Here is a way to do it (by adding NumPy datetime64s with timedelta64s) without calling apply:
import pandas as pd
import numpy as np
np.random.seed(1)
def combine64(years, months=1, days=1, weeks=None, hours=None, minutes=None,
seconds=None, milliseconds=None, microseconds=None, nanoseconds=None):
years = np.asarray(years) - 1970
months = np.asarray(months) - 1
days = np.asarray(days) - 1
types = ('<M8[Y]', '<m8[M]', '<m8[D]', '<m8[W]', '<m8[h]',
'<m8[m]', '<m8[s]', '<m8[ms]', '<m8[us]', '<m8[ns]')
vals = (years, months, days, weeks, hours, minutes, seconds,
milliseconds, microseconds, nanoseconds)
return sum(np.asarray(v, dtype=t) for t, v in zip(types, vals)
if v is not None)
def year(dates):
"Return an array of the years given an array of datetime64s"

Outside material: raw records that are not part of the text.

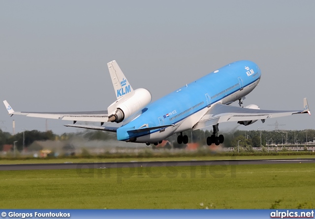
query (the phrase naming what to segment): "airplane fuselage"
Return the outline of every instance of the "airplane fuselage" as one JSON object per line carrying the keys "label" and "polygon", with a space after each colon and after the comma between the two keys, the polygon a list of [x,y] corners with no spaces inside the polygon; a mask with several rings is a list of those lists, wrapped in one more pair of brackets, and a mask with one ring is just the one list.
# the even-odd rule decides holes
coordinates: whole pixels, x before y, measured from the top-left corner
{"label": "airplane fuselage", "polygon": [[[141,115],[117,129],[117,139],[154,143],[190,129],[215,104],[229,104],[251,92],[261,76],[260,69],[252,62],[229,64],[147,105]],[[137,133],[130,131],[165,125],[172,126]]]}

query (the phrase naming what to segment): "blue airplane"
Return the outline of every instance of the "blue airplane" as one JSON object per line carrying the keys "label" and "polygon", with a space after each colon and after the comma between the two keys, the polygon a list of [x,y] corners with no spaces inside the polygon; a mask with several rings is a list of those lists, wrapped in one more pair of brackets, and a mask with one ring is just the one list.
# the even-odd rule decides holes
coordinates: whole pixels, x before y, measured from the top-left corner
{"label": "blue airplane", "polygon": [[[6,100],[3,103],[9,115],[73,121],[66,126],[101,130],[117,133],[117,139],[131,142],[153,143],[179,133],[177,142],[187,144],[183,132],[212,126],[212,135],[207,144],[224,142],[218,135],[219,124],[237,122],[248,125],[260,120],[300,113],[311,115],[307,100],[302,110],[261,110],[254,104],[242,107],[243,100],[258,85],[261,72],[258,65],[249,61],[231,63],[201,78],[186,84],[151,103],[146,89],[133,90],[115,61],[107,63],[117,100],[106,111],[68,112],[15,112]],[[240,106],[229,105],[238,100]],[[100,123],[100,126],[76,124],[77,121]],[[119,124],[119,126],[110,123]]]}

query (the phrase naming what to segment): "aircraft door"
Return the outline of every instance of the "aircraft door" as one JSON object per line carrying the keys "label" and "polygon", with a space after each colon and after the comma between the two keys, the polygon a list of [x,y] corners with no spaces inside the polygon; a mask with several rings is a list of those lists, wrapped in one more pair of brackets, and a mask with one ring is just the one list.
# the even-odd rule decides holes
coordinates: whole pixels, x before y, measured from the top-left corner
{"label": "aircraft door", "polygon": [[[164,125],[164,120],[162,117],[158,117],[158,122],[159,122],[159,125]],[[162,128],[159,129],[159,132],[161,132],[165,130],[165,128]]]}
{"label": "aircraft door", "polygon": [[241,77],[239,77],[237,79],[238,79],[239,83],[240,83],[240,91],[242,91],[243,88],[243,80],[242,80],[242,78]]}
{"label": "aircraft door", "polygon": [[206,95],[206,98],[207,98],[207,103],[208,104],[208,107],[210,107],[211,104],[211,102],[210,102],[210,97],[208,94],[206,94],[205,95]]}

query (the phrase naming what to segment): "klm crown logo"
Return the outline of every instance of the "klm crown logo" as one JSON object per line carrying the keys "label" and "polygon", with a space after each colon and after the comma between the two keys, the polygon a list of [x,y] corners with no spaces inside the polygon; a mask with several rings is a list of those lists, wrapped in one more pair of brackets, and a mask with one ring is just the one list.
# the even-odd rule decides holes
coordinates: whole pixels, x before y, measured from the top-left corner
{"label": "klm crown logo", "polygon": [[[120,82],[120,85],[122,86],[122,88],[117,90],[117,97],[120,96],[123,96],[131,91],[131,89],[130,87],[130,85],[126,86],[126,84],[127,80],[124,78],[123,78],[123,80]],[[124,86],[126,87],[124,87]]]}
{"label": "klm crown logo", "polygon": [[126,83],[127,83],[127,80],[124,78],[123,78],[123,80],[120,82],[120,85],[122,86],[122,87],[125,86]]}

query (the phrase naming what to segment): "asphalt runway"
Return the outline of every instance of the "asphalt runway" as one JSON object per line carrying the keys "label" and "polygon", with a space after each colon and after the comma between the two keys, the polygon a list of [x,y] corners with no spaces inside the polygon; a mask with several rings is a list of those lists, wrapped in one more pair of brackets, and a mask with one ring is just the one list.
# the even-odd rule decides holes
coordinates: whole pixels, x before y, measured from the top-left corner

return dates.astype('M8[Y]').astype('i8') + 1970
def month(dates):
"Return an array of the months given an array of datetime64s"
return dates.astype('M8[M]').astype('i8') % 12 + 1
def day(dates):
"Return an array of the days of the month given an array of datetime64s"

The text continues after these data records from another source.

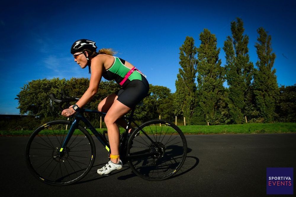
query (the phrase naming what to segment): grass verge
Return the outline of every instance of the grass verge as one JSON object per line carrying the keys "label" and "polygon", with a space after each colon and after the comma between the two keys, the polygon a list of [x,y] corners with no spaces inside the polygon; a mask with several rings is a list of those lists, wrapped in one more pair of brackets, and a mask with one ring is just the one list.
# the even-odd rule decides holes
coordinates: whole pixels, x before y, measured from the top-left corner
{"label": "grass verge", "polygon": [[[179,127],[186,134],[222,134],[226,133],[294,133],[296,132],[296,123],[248,123],[242,125],[230,125],[206,126],[189,125],[180,126]],[[159,126],[157,126],[157,127]],[[163,129],[165,127],[162,126]],[[160,130],[162,128],[159,128]],[[101,133],[106,129],[98,129]],[[33,131],[0,131],[2,135],[28,135]],[[124,131],[120,128],[120,133]]]}

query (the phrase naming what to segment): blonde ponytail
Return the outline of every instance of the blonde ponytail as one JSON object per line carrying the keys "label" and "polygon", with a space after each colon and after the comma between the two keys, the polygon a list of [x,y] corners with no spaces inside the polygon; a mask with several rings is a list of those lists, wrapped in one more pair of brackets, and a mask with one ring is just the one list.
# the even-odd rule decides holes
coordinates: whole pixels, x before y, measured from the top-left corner
{"label": "blonde ponytail", "polygon": [[99,50],[99,54],[106,54],[109,55],[115,55],[117,53],[113,51],[112,49],[101,49]]}

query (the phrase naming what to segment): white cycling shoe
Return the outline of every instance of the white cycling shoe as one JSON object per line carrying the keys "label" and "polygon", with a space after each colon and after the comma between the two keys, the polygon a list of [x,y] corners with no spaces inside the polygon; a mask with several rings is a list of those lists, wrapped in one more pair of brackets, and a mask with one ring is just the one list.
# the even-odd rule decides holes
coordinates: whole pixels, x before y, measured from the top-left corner
{"label": "white cycling shoe", "polygon": [[110,160],[105,166],[99,169],[98,169],[97,172],[99,175],[103,175],[109,174],[111,172],[116,169],[120,169],[122,168],[122,162],[119,160],[118,164],[115,164]]}

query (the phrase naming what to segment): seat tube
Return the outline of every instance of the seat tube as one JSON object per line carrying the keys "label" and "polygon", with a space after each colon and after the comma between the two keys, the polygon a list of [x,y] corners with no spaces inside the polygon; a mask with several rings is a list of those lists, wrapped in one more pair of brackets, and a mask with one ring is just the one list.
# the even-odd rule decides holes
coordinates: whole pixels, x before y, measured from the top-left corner
{"label": "seat tube", "polygon": [[70,129],[69,129],[69,131],[67,134],[67,135],[65,138],[65,140],[63,142],[62,142],[62,144],[61,147],[61,149],[59,150],[60,152],[63,152],[63,150],[67,146],[68,143],[70,140],[70,138],[71,138],[72,135],[73,135],[75,131],[75,129],[76,128],[78,125],[78,122],[79,121],[78,120],[76,119],[74,120],[73,123],[72,123],[72,125],[70,127]]}

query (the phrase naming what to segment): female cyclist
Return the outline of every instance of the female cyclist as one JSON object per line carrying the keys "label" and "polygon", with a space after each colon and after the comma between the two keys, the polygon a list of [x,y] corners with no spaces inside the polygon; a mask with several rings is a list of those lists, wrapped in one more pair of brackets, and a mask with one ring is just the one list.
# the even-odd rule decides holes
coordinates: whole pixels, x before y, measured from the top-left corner
{"label": "female cyclist", "polygon": [[97,48],[94,42],[86,39],[76,41],[71,47],[74,61],[81,68],[88,66],[91,75],[89,86],[80,100],[63,110],[62,115],[73,115],[90,101],[97,93],[102,76],[108,80],[114,80],[121,86],[122,89],[105,98],[98,106],[99,111],[107,112],[104,121],[111,151],[110,160],[98,169],[98,173],[102,175],[122,167],[117,124],[126,127],[126,122],[121,117],[147,96],[149,86],[146,76],[131,63],[113,56],[115,53],[110,49],[103,49],[96,52]]}

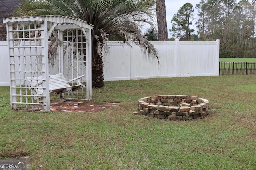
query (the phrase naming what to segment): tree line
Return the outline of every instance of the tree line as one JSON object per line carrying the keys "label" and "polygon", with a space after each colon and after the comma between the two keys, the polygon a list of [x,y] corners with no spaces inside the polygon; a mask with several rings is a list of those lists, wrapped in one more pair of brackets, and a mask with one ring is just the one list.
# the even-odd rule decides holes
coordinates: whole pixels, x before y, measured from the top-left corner
{"label": "tree line", "polygon": [[[202,0],[195,6],[198,12],[196,16],[190,3],[184,4],[171,21],[171,40],[176,38],[180,41],[218,39],[221,58],[256,57],[256,0],[253,0],[252,3],[246,0],[236,1]],[[196,33],[192,28],[192,25],[196,27]],[[150,31],[152,32],[152,28]]]}

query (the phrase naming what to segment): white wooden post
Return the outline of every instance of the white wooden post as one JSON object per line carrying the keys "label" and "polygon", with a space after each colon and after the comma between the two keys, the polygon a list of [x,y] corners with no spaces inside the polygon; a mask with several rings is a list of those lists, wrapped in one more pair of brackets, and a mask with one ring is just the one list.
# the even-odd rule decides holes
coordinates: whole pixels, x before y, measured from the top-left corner
{"label": "white wooden post", "polygon": [[50,109],[50,94],[49,89],[49,59],[48,58],[48,32],[47,31],[47,21],[44,21],[41,25],[42,30],[41,32],[41,37],[44,38],[42,40],[42,70],[43,71],[43,79],[45,81],[43,82],[43,87],[45,87],[43,89],[43,94],[45,97],[43,97],[44,103],[46,105],[44,106],[44,109],[46,112],[49,112]]}
{"label": "white wooden post", "polygon": [[92,99],[92,39],[91,30],[86,31],[86,99]]}

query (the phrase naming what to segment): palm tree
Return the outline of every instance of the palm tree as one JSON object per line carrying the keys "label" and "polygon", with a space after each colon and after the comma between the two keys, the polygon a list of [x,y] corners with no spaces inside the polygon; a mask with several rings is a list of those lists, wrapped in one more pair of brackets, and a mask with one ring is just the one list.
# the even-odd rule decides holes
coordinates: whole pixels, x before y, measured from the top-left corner
{"label": "palm tree", "polygon": [[92,32],[92,86],[102,87],[102,50],[108,38],[129,43],[132,40],[150,59],[159,62],[157,51],[144,39],[141,29],[154,16],[151,0],[25,0],[18,16],[60,15],[78,18],[94,25]]}

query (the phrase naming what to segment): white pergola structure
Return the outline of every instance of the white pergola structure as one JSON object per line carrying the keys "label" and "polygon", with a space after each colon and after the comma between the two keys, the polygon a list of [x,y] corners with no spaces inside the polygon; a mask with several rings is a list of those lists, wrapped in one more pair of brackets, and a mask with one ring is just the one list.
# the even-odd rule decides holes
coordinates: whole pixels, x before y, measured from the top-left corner
{"label": "white pergola structure", "polygon": [[[91,99],[92,25],[60,16],[14,17],[3,21],[9,49],[12,109],[50,111],[50,92],[65,98]],[[50,37],[55,37],[58,44],[55,48],[58,57],[53,67],[49,62],[48,46],[54,44]],[[56,75],[51,75],[57,73],[72,87],[53,90],[52,86],[62,86],[56,80],[58,78],[54,79]],[[72,82],[74,80],[80,81]],[[76,90],[78,83],[86,90]]]}

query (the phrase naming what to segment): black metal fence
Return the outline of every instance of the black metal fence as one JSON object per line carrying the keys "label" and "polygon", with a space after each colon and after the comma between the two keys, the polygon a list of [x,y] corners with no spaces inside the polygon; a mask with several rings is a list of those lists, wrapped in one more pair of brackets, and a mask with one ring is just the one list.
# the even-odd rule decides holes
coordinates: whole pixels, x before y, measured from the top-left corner
{"label": "black metal fence", "polygon": [[219,75],[256,74],[256,63],[219,63]]}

return (dates - dates.astype('M8[M]')) / np.timedelta64(1, 'D') + 1
N = 10
df = pd.DataFrame({
'start': pd.date_range('2000-1-25', periods=N, freq='D'),
'months': np.random.randint(12, size=N)})

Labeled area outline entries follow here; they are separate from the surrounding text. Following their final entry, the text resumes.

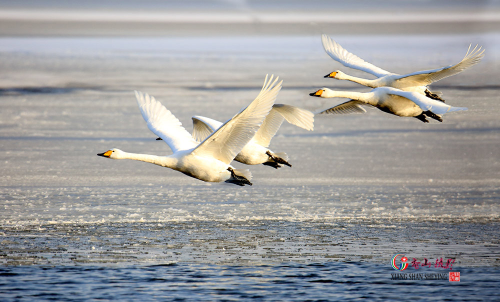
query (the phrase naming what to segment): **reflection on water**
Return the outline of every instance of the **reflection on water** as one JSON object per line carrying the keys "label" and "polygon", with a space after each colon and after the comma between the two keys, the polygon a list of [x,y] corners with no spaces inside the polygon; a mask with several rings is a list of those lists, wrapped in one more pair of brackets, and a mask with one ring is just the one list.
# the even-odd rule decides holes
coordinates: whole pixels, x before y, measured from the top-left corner
{"label": "reflection on water", "polygon": [[[3,301],[488,300],[496,296],[493,268],[462,268],[460,282],[423,280],[386,265],[347,262],[274,266],[178,264],[106,268],[24,266],[0,268]],[[446,273],[448,275],[448,273]],[[414,278],[413,280],[411,278]],[[408,292],[408,288],[412,290]]]}

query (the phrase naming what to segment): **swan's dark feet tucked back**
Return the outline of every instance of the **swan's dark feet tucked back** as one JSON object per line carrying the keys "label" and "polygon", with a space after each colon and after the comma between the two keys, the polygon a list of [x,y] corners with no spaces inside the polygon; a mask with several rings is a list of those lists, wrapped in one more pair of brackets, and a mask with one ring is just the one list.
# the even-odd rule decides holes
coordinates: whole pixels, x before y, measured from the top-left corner
{"label": "swan's dark feet tucked back", "polygon": [[231,172],[231,178],[226,180],[225,182],[226,182],[234,184],[238,184],[238,186],[243,186],[245,184],[252,186],[252,182],[249,182],[248,180],[242,176],[236,175],[234,173],[234,170],[233,170],[230,167],[228,168],[228,170]]}
{"label": "swan's dark feet tucked back", "polygon": [[280,168],[282,167],[282,166],[276,162],[262,162],[262,164],[264,164],[264,166],[272,166],[275,169]]}
{"label": "swan's dark feet tucked back", "polygon": [[436,94],[432,93],[432,92],[429,91],[429,90],[428,89],[426,90],[426,96],[427,96],[430,98],[432,98],[432,100],[437,100],[440,102],[444,102],[444,100],[443,100],[442,98],[441,98],[440,96],[438,96]]}
{"label": "swan's dark feet tucked back", "polygon": [[[292,165],[288,164],[288,162],[285,160],[284,160],[281,158],[275,156],[274,156],[272,155],[272,154],[269,151],[266,152],[266,154],[267,154],[267,156],[268,156],[269,157],[271,158],[271,159],[274,160],[275,162],[276,162],[278,164],[285,164],[290,167],[290,168],[292,168]],[[264,164],[266,164],[266,163],[264,163]],[[272,166],[270,164],[266,164],[266,166],[271,166],[278,168],[275,167],[274,166]]]}
{"label": "swan's dark feet tucked back", "polygon": [[425,114],[425,115],[427,116],[428,116],[429,118],[434,118],[434,119],[436,120],[438,120],[439,122],[442,122],[442,118],[440,116],[439,116],[435,114],[433,112],[432,112],[428,111],[428,111],[424,111],[424,112],[422,112],[422,114]]}
{"label": "swan's dark feet tucked back", "polygon": [[422,113],[420,114],[420,116],[414,116],[414,118],[416,118],[417,120],[422,120],[424,122],[429,122],[429,121],[427,120],[427,118],[427,118],[427,116],[426,116],[426,115],[424,114],[423,112]]}

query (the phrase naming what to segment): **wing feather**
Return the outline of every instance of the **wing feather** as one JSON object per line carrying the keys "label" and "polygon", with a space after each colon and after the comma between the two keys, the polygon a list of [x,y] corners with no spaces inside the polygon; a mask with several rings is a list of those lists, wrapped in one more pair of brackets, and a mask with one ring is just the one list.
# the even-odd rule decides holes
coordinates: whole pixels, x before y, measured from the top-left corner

start = df['start'].values
df['new_date'] = combine64(year(start), months=month(start) + df['months'],
days=day(start))
print(df)
yields
months start new_date
0 5 2000-01-25 2000-06-25
1 11 2000-01-26 2000-12-26
2 8 2000-01-27 2000-09-27
3 9 2000-01-28 2000-10-28
4 11 2000-01-29 2000-12-29
5 5 2000-01-30 2000-06-30
6 0 2000-01-31 2000-01-31
7 0 2000-02-01 2000-02-01
8 1 2000-02-02 2000-03-02
9 7 2000-02-03 2000-09-03
i think something like this might work:
df['start'] = pd.to_datetime(df.start)
df.groupby('month_delta').apply(lambda x: x.start + pd.DateOffset(months=x.month_delta.iloc[0]))
there might be a better way to create a series of DateOffset objects and add that some way, but idk...
I was not able to find a way without at least using an apply for setup but assuming that is okay:
df = pandas.DataFrame(
[[datetime.date(2014,10,22), 1], [datetime.date(2014,11,20), 2]],
columns=['date','delta'])
>>> df
date delta
0 2014-10-22 1
1 2014-11-20 2
from dateutil.relativedelta import relativedelta
df['offset'] = df['delta'].apply(lambda x: relativedelta(months=x))
>>> df['date'] + df['offset']
0 2014-11-22
1 2015-01-20
Note that you must use the datetime from the datetime module rather than the numpy one or the pandas one. Since you are only creating the delta with the apply I would hope you experience a speedup.